Le concept de "parent suffisamment bon" développé par Donald Winnicott rappelle que la pression exercée sur les parents les pousse à percevoir la perfection comme un élément majeur de parentalité, ce qui génère frustration et sentiment d'inefficacité. En réalité, rechercher la perfection ne vous apportera que frustration et inconfort. Vous devez vous permettre d'apprendre et de vous tromper.

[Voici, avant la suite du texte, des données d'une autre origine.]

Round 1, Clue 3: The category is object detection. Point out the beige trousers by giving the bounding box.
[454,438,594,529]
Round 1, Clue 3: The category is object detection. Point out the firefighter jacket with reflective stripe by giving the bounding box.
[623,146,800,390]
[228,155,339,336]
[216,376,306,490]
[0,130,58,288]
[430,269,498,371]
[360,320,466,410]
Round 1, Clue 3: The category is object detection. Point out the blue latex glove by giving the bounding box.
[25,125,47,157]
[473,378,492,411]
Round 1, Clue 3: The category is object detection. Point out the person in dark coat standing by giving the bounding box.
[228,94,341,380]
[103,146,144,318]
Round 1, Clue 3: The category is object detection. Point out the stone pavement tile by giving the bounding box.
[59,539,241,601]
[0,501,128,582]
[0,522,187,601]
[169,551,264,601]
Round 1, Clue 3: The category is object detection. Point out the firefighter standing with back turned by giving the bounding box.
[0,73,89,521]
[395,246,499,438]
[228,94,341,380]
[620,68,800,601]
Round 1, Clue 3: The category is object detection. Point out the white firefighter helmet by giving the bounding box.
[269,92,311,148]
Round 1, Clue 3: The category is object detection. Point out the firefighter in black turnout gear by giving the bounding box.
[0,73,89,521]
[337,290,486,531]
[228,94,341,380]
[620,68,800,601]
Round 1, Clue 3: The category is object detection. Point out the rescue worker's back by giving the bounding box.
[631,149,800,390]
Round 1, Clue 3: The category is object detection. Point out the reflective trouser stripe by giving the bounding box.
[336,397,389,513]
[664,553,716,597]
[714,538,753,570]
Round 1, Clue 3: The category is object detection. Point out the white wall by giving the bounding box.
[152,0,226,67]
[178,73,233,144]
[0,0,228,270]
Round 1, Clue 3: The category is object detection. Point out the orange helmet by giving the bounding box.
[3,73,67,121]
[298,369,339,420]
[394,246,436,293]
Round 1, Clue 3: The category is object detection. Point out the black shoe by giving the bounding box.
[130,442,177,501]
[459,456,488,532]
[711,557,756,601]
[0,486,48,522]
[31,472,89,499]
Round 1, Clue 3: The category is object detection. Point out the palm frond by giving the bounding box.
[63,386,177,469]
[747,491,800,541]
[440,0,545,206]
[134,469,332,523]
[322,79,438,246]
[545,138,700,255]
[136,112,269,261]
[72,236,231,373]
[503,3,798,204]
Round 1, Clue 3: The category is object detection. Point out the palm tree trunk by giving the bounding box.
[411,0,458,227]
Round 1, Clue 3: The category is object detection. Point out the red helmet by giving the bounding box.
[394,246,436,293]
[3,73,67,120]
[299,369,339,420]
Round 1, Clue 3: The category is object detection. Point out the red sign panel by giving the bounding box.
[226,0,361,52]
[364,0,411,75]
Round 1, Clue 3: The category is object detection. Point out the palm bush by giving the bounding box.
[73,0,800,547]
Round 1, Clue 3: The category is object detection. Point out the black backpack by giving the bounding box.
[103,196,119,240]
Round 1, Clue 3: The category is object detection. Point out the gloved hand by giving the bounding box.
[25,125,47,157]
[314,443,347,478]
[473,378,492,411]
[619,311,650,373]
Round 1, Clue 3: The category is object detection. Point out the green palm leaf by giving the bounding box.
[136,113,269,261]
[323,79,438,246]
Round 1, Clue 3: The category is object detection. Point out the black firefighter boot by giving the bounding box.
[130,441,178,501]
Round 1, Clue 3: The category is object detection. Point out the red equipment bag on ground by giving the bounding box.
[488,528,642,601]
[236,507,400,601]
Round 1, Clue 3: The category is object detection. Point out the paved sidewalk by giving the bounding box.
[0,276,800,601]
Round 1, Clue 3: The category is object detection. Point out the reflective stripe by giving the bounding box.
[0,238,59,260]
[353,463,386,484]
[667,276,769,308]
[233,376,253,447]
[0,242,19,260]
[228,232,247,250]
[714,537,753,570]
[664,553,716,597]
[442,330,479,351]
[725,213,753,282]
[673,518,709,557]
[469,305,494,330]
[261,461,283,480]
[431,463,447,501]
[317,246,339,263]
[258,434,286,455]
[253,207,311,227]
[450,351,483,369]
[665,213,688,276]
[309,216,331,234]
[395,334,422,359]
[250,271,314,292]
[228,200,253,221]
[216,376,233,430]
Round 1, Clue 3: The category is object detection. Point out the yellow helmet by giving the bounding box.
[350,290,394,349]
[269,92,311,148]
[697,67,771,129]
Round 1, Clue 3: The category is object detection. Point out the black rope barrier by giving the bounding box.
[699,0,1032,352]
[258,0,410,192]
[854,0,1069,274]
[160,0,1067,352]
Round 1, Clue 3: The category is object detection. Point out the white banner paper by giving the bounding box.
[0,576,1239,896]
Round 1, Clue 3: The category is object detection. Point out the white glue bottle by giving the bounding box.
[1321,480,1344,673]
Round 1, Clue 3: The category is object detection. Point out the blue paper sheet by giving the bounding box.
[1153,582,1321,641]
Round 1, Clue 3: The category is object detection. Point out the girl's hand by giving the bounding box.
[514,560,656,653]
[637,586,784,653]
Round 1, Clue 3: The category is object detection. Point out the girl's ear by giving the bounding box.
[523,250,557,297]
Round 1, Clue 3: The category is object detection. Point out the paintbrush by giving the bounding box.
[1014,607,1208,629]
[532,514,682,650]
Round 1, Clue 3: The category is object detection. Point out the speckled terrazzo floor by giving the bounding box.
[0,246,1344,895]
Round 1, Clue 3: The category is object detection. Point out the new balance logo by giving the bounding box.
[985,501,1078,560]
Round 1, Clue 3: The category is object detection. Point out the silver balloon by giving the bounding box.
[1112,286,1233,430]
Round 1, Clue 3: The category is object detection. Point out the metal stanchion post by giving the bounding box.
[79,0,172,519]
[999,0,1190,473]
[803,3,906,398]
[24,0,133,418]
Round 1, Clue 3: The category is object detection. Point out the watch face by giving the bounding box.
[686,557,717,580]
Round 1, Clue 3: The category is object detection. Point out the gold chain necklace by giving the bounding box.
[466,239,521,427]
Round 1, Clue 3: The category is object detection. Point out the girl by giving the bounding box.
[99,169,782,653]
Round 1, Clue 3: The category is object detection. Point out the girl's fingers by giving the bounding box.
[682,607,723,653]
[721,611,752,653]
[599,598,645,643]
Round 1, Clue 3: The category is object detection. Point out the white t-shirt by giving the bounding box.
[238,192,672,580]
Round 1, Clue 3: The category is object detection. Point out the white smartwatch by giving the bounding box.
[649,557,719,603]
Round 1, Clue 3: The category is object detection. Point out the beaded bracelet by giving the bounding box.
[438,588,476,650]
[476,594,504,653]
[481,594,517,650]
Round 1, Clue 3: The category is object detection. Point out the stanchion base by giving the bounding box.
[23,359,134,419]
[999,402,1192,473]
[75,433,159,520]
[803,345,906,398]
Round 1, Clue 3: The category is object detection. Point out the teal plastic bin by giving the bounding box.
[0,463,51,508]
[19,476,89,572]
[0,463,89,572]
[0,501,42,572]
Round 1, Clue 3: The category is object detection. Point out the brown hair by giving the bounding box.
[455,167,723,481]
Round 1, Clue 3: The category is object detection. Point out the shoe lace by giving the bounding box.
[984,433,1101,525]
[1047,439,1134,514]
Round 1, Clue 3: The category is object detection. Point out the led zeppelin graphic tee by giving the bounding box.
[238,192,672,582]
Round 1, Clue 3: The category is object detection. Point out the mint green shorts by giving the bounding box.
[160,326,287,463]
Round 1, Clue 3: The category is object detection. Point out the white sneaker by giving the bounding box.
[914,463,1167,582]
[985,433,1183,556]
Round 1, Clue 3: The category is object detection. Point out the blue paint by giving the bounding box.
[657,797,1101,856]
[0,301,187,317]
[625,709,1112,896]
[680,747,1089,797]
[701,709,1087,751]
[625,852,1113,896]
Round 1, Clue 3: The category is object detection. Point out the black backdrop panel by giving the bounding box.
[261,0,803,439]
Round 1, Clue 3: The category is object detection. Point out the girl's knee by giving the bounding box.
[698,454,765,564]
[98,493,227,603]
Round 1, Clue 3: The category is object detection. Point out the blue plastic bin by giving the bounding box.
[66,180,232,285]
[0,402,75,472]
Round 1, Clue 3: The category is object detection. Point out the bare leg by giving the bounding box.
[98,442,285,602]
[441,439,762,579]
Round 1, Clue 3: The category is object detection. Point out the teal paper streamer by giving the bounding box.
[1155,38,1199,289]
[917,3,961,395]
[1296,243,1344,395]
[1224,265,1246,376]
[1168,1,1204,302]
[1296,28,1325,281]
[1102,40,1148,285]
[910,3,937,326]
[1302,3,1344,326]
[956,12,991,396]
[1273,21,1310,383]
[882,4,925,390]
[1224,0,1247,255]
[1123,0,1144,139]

Il est important de dégager du temps pour les priorités et de lâcher prise pour le reste. Tout n'est pas une urgence : prenez 30 secondes pour vous demander ce qui est réellement le plus important maintenant et pourquoi. Est-ce si grave si le sol est recouvert de semoule ou si votre enfant vide le placard à ustensiles ? Concentrez-vous sur l'essentiel : la relation avec votre enfant et son développement émotionnel. Le reste peut attendre.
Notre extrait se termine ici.